2025 ICD-10-CM code S70.02XD
(Active) Effective Date: N/A Revision Date: N/A Deletion Date: N/A Injury - Injuries to the hip and thigh Injury, poisoning and certain other consequences of external causes (S00-T88) Feed
Contusion of the left hip, subsequent encounter.
Modifiers may be applicable depending on the circumstances of the visit (e.g., different place of service, different provider). Consult the appropriate payer guidelines for specific modifier rules.
Medical necessity is established by the presence of ongoing symptoms or complications related to the left hip contusion requiring further evaluation and management after the initial treatment.
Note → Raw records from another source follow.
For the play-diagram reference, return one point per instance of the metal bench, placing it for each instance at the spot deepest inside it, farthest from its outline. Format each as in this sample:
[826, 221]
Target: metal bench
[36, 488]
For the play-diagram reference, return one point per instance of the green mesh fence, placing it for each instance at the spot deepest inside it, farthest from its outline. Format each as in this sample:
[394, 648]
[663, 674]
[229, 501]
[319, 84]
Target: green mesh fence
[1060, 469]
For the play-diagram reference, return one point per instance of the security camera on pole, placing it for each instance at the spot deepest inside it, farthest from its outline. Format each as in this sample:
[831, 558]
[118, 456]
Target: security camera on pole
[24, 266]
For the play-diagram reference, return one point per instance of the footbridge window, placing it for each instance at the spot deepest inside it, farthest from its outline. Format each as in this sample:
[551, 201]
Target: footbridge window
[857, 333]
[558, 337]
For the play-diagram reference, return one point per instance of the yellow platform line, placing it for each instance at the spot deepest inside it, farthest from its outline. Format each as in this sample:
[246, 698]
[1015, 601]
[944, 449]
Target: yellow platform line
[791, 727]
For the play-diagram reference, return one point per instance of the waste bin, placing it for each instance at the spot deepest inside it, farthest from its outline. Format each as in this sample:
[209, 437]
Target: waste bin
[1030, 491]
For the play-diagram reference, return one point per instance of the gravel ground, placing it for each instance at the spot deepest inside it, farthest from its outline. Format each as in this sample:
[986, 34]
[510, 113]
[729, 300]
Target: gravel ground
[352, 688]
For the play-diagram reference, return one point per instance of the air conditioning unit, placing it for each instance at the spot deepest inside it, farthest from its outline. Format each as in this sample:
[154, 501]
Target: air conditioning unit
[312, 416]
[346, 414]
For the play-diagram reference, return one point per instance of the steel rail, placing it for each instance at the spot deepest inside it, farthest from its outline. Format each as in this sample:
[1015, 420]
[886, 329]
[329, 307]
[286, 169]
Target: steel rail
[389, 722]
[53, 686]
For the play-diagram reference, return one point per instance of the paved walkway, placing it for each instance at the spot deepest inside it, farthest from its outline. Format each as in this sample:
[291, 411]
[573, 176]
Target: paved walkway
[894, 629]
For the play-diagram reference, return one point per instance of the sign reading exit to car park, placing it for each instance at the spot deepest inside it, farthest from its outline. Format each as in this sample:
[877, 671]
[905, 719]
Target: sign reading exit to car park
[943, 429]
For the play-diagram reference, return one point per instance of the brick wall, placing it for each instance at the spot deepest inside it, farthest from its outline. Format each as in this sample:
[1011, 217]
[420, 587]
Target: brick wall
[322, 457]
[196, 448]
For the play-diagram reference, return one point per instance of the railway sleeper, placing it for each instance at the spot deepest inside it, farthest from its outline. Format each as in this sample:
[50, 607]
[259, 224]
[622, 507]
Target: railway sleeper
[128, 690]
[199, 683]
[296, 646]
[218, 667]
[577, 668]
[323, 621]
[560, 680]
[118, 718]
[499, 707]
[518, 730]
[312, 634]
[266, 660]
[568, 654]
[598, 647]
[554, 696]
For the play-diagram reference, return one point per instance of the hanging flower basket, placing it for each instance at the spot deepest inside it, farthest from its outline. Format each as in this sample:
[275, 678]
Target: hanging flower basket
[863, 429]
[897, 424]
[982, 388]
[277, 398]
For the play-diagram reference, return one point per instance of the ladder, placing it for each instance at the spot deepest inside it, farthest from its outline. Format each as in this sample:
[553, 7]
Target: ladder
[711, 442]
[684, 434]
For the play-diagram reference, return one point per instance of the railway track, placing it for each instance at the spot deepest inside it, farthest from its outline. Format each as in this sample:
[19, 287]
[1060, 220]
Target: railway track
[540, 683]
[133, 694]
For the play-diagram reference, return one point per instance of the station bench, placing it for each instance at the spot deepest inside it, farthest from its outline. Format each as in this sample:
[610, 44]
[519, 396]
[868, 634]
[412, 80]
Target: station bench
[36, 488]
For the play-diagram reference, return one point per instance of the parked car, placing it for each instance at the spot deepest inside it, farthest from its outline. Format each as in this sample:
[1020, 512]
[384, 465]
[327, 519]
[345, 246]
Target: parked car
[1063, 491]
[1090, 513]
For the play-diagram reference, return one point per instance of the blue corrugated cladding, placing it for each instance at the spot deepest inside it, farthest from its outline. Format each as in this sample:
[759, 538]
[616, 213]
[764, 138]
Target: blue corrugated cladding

The documentation should support the need for a subsequent encounter.
The clinical responsibility involves evaluating the patient's symptoms related to the hip contusion, assessing the healing process, managing pain, and providing appropriate treatment (e.g., analgesics, ice, physical therapy). Diagnostic imaging may be used to rule out fractures or other complications.
- Injury, poisoning and certain other consequences of external causes (S00-T88)
- S70-S79 (Injuries to the hip and thigh)
In simple words: This code is for a follow-up visit for a bruise on the left hip.The patient already had treatment for the bruise and is now coming back for more care.
This code signifies a contusion (bruise) of the left hip area, specifically for a subsequent encounter after the initial injury.It indicates that the patient has already received initial treatment for the contusion and is now being seen for follow-up care or management of ongoing symptoms.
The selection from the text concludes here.